The counter prints to screen in 100-file increments. The first couple of
hundred files zip right by, but then the process slows to a crawl. This
occurred despite there being no other significant activity happening on this
disk. Why?

jimk
 
A

Anno Siegel

James E Keenan said:
I need to build a hash whose elements represent characteristics of each of
9600 files in a single directory. I am trying to figure out why this hash
assignment is taking so long. Here is my code:

That's a lot of files to keep in a single directory. That is the
reason why it's slow.

There are a few obvious inefficiencies in your code, but these have
no measurable effect.
my %threads_chars = (
dir => "~/Threads",
pattern => "\.thr\.txt",

You have a quoting problem here. Backslashing the dots in a *string*
has no effect. After the string is built, the backslashes are gone.
Use qr// to quote patterns:

pattern => qr/\.thr\.txt/,
);

$threadsref = analyze_dir(\%threads_chars);

sub analyze_dir {
my $hashref = shift;
my $dir = ${$hashref}{'dir'};
my $pattern = ${$hashref}{'pattern'};
my (%filechars, $count);
chdir $dir or die "Couldn't change to $dir: $!";
opendir DIR, $dir or die "Couldn't open $dir: $!";

#1: get files in $dir which match pattern
my @files = grep { m|$pattern$|o } readdir DIR;

Why do you build a list of all files just to process them once? Walk
through the directory and skip what you don't want. You'll save
the list (space efficiency) and you'll only have to apply the regex
once (time efficiency).

You should also take care to de-select anything that isn't a plain file.
print '@files established for ', "$dir\n";

#2: build a hash where each element is keyed by the core of the
file name
# and the value is a ref to an array holding the file name, full
path, atime, mtime.
# Set a counter so I know how fast it's going
foreach (@files) {
$_ =~ m|^(.*)$pattern$|;
my $core = $1;
$filechars{$core} = [ $_, "$dir/$_", (stat($_))[8..9] ];
$count++;
if ($count % 100 == 0) { print 'count: ', "$count\n";}
}
closedir DIR or die "Couldn't close $dir: $!";
print "$dir HAS BEEN ANALYZED\n";
return \%filechars;
}

The counter prints to screen in 100-file increments. The first couple of
hundred files zip right by, but then the process slows to a crawl. This
occurred despite there being no other significant activity happening on this
disk. Why?

The stat() operation takes longer for files that are "late" in the
directory, in the sense that readdir() produces them late.
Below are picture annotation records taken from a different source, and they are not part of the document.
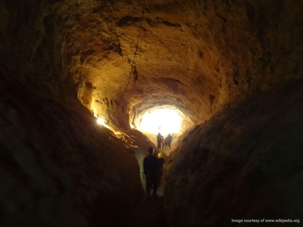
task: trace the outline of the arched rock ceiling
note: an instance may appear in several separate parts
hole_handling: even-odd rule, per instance
[[[61,35],[67,37],[67,50],[77,54],[79,98],[105,115],[117,104],[128,110],[152,107],[159,97],[198,123],[222,105],[287,79],[291,75],[283,74],[283,66],[271,63],[281,60],[276,52],[291,48],[287,37],[274,35],[291,29],[283,25],[291,18],[279,13],[294,4],[250,2],[146,2],[135,68],[122,100],[142,1],[71,1],[60,9],[69,26]],[[273,48],[277,43],[281,50]]]
[[[118,105],[115,117],[128,121],[127,114],[152,107],[158,97],[200,123],[222,107],[302,74],[301,1],[145,1],[135,68],[123,98],[143,1],[32,1],[28,8],[36,18],[15,20],[35,25],[28,37],[25,28],[19,36],[28,40],[15,55],[30,59],[20,64],[32,61],[36,80],[72,78],[66,90],[108,119]],[[2,10],[8,19],[0,28],[15,27],[15,14]],[[3,49],[8,59],[14,56]],[[56,89],[60,86],[56,82]]]

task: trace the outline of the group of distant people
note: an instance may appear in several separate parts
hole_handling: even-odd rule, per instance
[[[151,195],[150,188],[153,186],[152,195],[157,195],[157,189],[161,176],[163,175],[163,165],[165,161],[162,154],[157,154],[155,149],[150,147],[148,155],[144,158],[143,162],[143,173],[146,180],[146,194],[148,197]]]
[[[160,133],[158,133],[158,135],[157,136],[157,141],[158,143],[157,148],[161,149],[162,147],[162,149],[164,149],[165,148],[167,149],[167,147],[168,146],[168,148],[170,148],[172,141],[172,137],[170,135],[170,133],[168,133],[167,137],[164,139],[163,136],[161,135]]]

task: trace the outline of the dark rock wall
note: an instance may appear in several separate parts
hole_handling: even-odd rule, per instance
[[[165,167],[170,226],[302,217],[302,87],[297,81],[252,97],[185,137]]]
[[[80,104],[24,89],[1,86],[0,225],[127,223],[143,194],[131,149]]]

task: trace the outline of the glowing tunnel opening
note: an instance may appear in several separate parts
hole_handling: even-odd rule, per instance
[[[160,109],[147,112],[142,117],[137,129],[143,132],[162,135],[179,133],[183,118],[176,111]]]

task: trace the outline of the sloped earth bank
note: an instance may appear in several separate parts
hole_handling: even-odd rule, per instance
[[[302,81],[196,127],[166,166],[170,226],[256,226],[232,219],[301,221],[302,129]]]
[[[129,223],[144,195],[138,149],[97,125],[80,103],[8,84],[0,89],[0,226]],[[134,133],[141,150],[152,146]]]

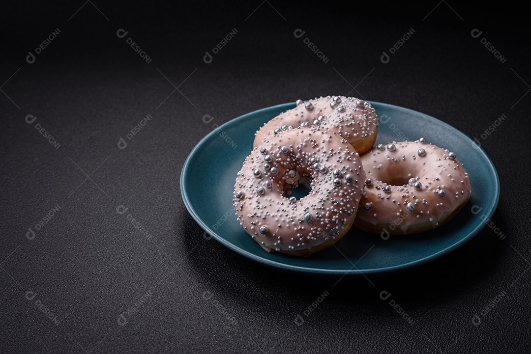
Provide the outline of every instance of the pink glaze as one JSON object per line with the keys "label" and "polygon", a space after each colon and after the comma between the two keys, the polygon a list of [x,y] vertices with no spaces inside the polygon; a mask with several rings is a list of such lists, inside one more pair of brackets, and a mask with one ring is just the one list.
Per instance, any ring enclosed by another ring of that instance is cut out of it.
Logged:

Since
your directory is oversized, the difference is significant. Since
you process the files in the order in which they were found, the process
seems to slow down progressively. To test the hypothesis, just change

my @files = grep { m|$pattern$|o } readdir DIR;

in your code to

my @files = reverse grep { m|$pattern$|o } readdir DIR;

and watch it start out slow and grow faster as it goes. To gain speed,
spread the files out over more smaller directories.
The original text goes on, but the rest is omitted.